Slashdot Mirror


Mathematical Analysis of Gnutella

jrp2 sent in a paper written by one of Napster's founding engineers. It is a mathematical evaluation of Gnutella discussing why the network won't be able to scale up to any reasonable size. I have been impressed with Gnutella in the past, and have wondered along these same lines in the past.

14 of 332 comments (clear)

  1. The Logarithmic value of the messages exchanged ! by Khalid · · Score: 5, Interesting

    The problem is not that difficult, if you want Gnutella to scale, then you need to avoid the exponential explosition of the number of messages exchanged between the clients as their number grows. The only solution is to structure the network by using "super clients" or "servants" or "super nodes", call them what you want, the later is what KaZaa and Morphus have accomplished; this makes the number of messages exchanged grows in a logarithmic way (this is an outrageous simplification of course, but gives an idea).
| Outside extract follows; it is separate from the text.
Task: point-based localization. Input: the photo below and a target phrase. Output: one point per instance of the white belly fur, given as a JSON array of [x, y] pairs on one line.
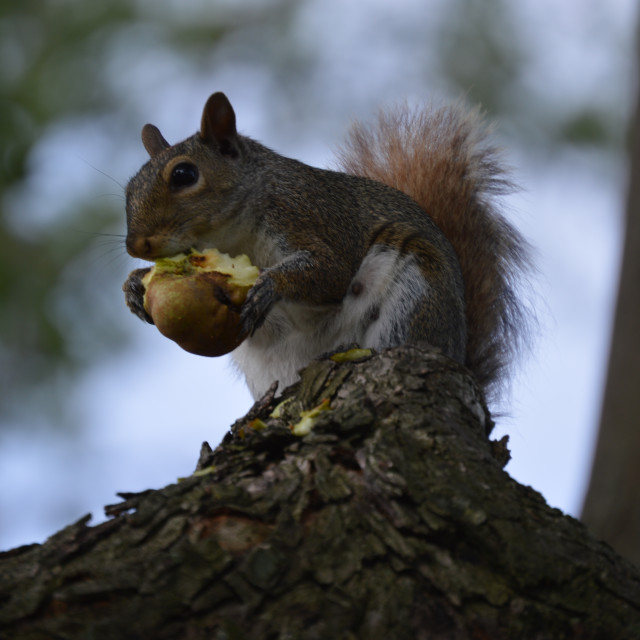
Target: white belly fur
[[374, 313]]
There are many such expriments with Gnutella two with those ideas, this is what BearShare is trying to do.

  2. Growth of network relates to negative attention by totallygeek · · Score: 3, Interesting
    Everyone knows that Napster was basically a glorified DCC engine rip-off from IRC days of file trading. It made IRC file sharing easy for the average computer user. With the death of Napster as everyone knew it, you still see #mp3 and #mp3tunes and the like on IRC trading files person-to-person like Metallica never existed. I think that when something explodes in popularity you get too many bad people joining in ruining things for the users that are not abusers. When so many people jump on a bandwagon, you get media attention for wrong-doing and that is where the death nail is driven.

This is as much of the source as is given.